Ähnlich spannend wie Zweigelts Leben ist auch die Geschichte der nach ihm benannten Sorte. Diese wurde 1922 gekreuzt, als er Leiter der Abteilung Rebenzüchtung war. Nur durch mehrere Zufälle sind einige dieser frühen Zuchtstämme erhalten geblieben. In den 1950er Jahren entdeckte man die Leistungsfähigkeit und die gute Weinqualität des Zuchtstamms 71 und 1956 die hohe Winterfrostfestigkeit. Lenz Moser, der Erfinder der ‚Lenz-Moser‘ Hocherziehung, propagierte daraufhin die Sorte als neue Rotweinsorte für Österreich und taufte sie nach seinem Lehrer ‚Zweigelt-Traube‘. Den Siegeszug ‚seiner‘ Sorte erlebt Zweigelt nicht mehr. Nachdem 1944 sein Sohn (einziges Kind) im Krieg gefallen und seine Frau 1958 verstorben war, stirbt Zweigelt im September 1964.

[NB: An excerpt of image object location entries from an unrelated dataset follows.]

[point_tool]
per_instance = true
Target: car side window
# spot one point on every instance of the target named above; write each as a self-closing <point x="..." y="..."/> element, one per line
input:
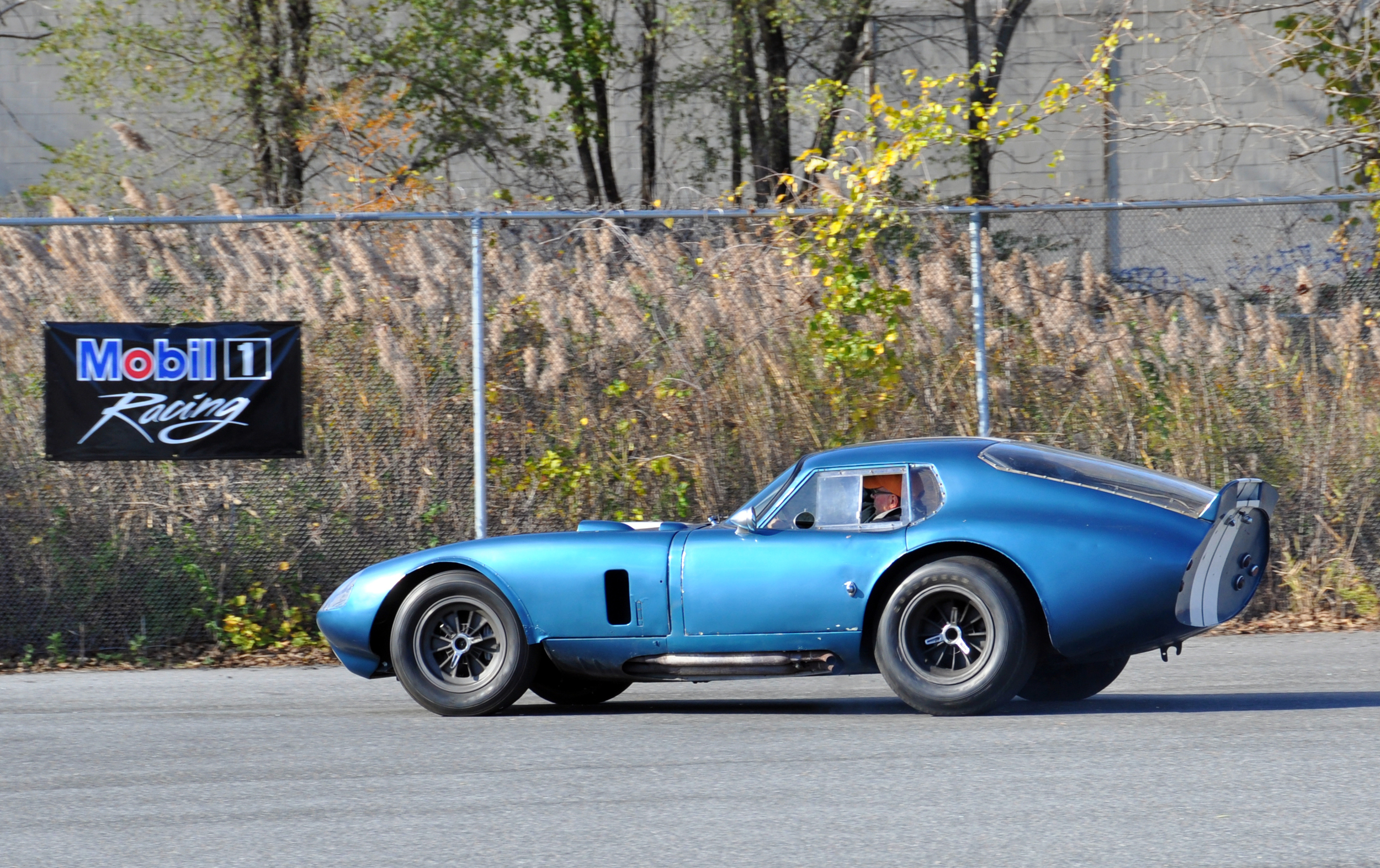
<point x="846" y="500"/>
<point x="926" y="493"/>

Wen könnte das Buch außer alten Rebenzüchtern noch interessieren? Selbstverständlich Wein-Liebhaber, aber auch Leser, die mehr über die deutsche und österreichische (Wein-)Geschichte in der ersten Hälfte des 20. Jahrhunderts, insbesondere in Zeiten des Nationalsozialismus, wissen wollen. Friedrich Zweigelt ist ein Kind seiner Zeit und sicherlich ein gutes Beispiel für die Verstrickung von Wissenschaft und Forschung in den Nationalsozialismus.